Frequently Asked Questions
I’m new to therapy, what should I expect when we first meet?
All my sessions are 50 minutes, including the intake session. Our first session is about getting to know each other. We will start with reviewing paperwork and talking about the therapy process. We’ll talk about why you are coming to therapy, the goals you want to work on and your history. I believe it’s important to understand how your past influences who you are today. I’ll also answer any questions you may have about me or therapy in general.
From there, what we do from then on is 100 percent personalized to you. It all depends on what we are working on together and where you want to start. My style is supportive and warm and I work to create a safe and accepting environment. I view our work together as a collaboration. We can always talk about goals, the process or any questions or concerns you may have throughout our time together.
How long will therapy last?
The recommended number of sessions will be something we will discuss upfront from the beginning and it will depend on your goals and the modalities we use. While I will weigh in with my recommendations, it is of course always the decision of the client to end therapy at any time. Statistics show that the majority of psychotherapy clients reported feeling better after about three months. I often work with clients for six months to a year or more. I recommend sticking with it at least three months and discussing your thoughts and feelings about how it is going. Regardless of length, I strongly encouraged clients to have a final session (or a few wrap-up sessions, depending on our work together) in order to review progress and explore what goals were met.

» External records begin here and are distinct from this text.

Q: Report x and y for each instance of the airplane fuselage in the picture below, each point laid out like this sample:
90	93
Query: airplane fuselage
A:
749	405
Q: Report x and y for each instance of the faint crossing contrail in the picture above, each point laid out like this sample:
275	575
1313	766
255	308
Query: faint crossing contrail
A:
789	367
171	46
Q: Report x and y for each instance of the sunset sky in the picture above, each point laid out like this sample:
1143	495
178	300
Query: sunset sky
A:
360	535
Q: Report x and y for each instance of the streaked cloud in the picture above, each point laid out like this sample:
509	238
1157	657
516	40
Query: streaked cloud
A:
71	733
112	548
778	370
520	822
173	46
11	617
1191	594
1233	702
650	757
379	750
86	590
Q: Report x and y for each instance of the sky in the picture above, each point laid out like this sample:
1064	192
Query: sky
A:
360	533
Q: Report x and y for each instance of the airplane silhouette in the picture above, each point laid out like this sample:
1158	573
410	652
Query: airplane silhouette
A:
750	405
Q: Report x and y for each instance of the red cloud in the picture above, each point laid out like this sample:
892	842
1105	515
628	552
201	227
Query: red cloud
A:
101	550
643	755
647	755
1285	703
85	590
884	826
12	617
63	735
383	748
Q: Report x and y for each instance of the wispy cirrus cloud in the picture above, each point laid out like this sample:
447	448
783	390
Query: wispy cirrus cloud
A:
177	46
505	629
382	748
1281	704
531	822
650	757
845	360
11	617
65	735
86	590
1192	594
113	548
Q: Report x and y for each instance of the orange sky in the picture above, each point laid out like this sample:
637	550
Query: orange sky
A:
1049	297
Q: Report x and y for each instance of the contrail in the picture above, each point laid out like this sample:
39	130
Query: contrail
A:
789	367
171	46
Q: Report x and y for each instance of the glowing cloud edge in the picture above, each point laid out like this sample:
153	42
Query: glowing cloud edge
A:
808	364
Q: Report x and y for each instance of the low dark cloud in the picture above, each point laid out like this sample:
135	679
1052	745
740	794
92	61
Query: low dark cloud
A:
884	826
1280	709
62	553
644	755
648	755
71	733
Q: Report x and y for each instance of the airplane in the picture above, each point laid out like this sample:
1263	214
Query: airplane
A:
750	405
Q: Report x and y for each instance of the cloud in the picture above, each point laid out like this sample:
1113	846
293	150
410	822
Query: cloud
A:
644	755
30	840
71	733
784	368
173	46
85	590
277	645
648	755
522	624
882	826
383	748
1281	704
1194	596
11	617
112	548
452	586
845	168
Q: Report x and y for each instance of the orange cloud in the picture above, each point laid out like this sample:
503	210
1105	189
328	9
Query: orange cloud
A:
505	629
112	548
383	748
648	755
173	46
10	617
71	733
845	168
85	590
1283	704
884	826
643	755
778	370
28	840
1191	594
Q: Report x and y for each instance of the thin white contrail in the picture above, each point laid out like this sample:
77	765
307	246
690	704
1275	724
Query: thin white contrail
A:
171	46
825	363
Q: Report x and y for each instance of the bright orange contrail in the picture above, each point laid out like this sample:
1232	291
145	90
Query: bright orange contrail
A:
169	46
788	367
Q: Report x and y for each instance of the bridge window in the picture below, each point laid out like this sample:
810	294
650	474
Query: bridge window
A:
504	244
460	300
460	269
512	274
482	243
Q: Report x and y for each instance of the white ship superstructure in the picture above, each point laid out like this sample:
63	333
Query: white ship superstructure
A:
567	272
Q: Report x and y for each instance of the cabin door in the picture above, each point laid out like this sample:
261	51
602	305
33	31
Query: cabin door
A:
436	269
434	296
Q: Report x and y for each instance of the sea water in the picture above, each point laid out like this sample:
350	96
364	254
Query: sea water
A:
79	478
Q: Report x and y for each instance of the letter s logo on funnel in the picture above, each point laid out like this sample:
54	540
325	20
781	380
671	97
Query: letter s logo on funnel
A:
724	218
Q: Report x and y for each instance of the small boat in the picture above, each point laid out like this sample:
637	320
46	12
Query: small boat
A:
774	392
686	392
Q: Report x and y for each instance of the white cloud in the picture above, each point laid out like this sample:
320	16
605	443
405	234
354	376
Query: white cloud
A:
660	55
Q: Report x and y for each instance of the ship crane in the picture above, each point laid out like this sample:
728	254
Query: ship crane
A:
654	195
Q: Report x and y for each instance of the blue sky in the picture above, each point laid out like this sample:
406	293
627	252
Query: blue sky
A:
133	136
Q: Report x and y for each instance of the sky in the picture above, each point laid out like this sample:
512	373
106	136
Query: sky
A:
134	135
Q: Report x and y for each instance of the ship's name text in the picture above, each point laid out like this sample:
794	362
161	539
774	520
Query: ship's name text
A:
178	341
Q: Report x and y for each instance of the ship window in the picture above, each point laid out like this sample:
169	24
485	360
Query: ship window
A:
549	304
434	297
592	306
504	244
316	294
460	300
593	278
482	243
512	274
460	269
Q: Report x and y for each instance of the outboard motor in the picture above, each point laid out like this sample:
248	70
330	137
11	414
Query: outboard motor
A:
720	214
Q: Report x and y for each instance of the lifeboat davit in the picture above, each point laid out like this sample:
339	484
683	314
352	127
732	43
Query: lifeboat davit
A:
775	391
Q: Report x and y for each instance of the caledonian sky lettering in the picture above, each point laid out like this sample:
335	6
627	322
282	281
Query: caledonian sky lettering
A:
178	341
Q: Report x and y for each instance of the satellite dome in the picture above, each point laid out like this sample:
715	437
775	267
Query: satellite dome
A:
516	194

Is what we talk about in therapy kept confidential?
Everything we talk about is confidential and protected by law. The confidential nature of therapy is important for the work we do, so that you can feel safe being honest about what is going on in your life. I would only release information about our work together with your written consent. For example, if we wanted to coordinate with your doctor or nutritionist. There are some exceptions when I’m legally obligated to reveal information we discussed, such as if you were at imminent risk for seriously harming yourself or someone else or if you told me about a situation where there was reasonable suspicion that child or elder abuse is occurring.
It’s important to note that if you are using your insurance to cover therapy that this limits your confidentiality. I would have to make a diagnosis and possibly share information/records about your treatment plan with the insurance company.
Is therapy effective?
According to the American Psychological Association, about 75% of therapy clients surveyed reported some benefit to them from going to therapy. Tangible reported outcomes included improved sleep, more fulfilling relationships, fewer sick days, less medical disability, higher levels of confidence, and increased work satisfaction. In my experience, I find that like most things in life, what effort you put in to it is what you’ll get out of it. Meaning, beneficial therapy is not a passive experience. In fact, it requires a lot from you. But it is also really important that you trust the therapist, and that their professional & communication style, tools and experience meet your needs.